Implications and Future Directions
Contradictory Claim: High output-level unlearning performance does not correspond to high localization precision, undermining true erasure and privacy guarantees.
This result challenges the sufficiency of output-level evaluation for certifying knowledge removal. Susceptibility to resurfacing attacks persists unless the parameter-level localization is precise. Moreover, methods that rely on attribution or post-hoc localization are prone to circularity and cannot serve as independent evaluators of true parameter involvement.
Practical Perspective: Unlearning protocols must account for parameter-level precision, especially when handling sensitive PII or compliance-driven data removal. Lacuna provides infrastructure for such rigorous evaluation, facilitating both method development and regulatory audits.

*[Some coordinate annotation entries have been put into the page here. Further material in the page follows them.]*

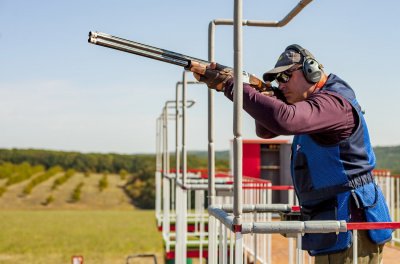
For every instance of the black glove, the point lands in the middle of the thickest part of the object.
(215, 76)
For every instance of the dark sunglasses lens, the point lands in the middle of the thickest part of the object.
(282, 77)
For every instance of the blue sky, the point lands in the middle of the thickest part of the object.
(59, 92)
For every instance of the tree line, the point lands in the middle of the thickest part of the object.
(138, 169)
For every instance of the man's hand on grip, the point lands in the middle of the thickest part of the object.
(214, 75)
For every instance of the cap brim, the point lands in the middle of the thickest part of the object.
(269, 76)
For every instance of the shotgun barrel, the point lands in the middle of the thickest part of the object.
(140, 49)
(188, 62)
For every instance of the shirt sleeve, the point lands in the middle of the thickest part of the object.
(323, 114)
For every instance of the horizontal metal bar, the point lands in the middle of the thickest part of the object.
(259, 208)
(220, 187)
(222, 216)
(290, 227)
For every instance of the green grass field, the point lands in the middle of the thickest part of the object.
(54, 236)
(102, 225)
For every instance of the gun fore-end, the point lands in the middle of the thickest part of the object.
(197, 67)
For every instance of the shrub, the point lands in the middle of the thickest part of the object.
(103, 183)
(76, 193)
(48, 200)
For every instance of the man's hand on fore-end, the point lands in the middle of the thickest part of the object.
(215, 76)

Theoretical Perspective: Knowledge localization is intrinsically linked to erasure robustness. Future theoretical developments must address the granularity and dispersion of memorized knowledge in dense Transformers. There is a compelling need to confine memorization to modular or locally editable regions, potentially architecting models for improved localization during initial training.


Figure 7: Relearning vulnerability and Jaccard similarity across methods—robust methods overlap on difficult-to-unlearn samples, suggesting inherent data difficulty.
Conclusion
Lacuna establishes an experimental foundation for evaluating unlearning at the parameter level. The evidence presented demonstrates that existing methods fail to reliably target the weights containing undesirable knowledge, leading to vulnerability through resurfacing. Precise localization correlates with erasure robustness, compelling researchers to pivot toward methods that optimize parameter-level intervention.
Advances in knowledge localization, parameter masking, and architecture-level confining of memorization represent pivotal future directions. Lacuna’s release is poised to catalyze progress in robust unlearning for LLMs under privacy, safety, and regulatory constraints.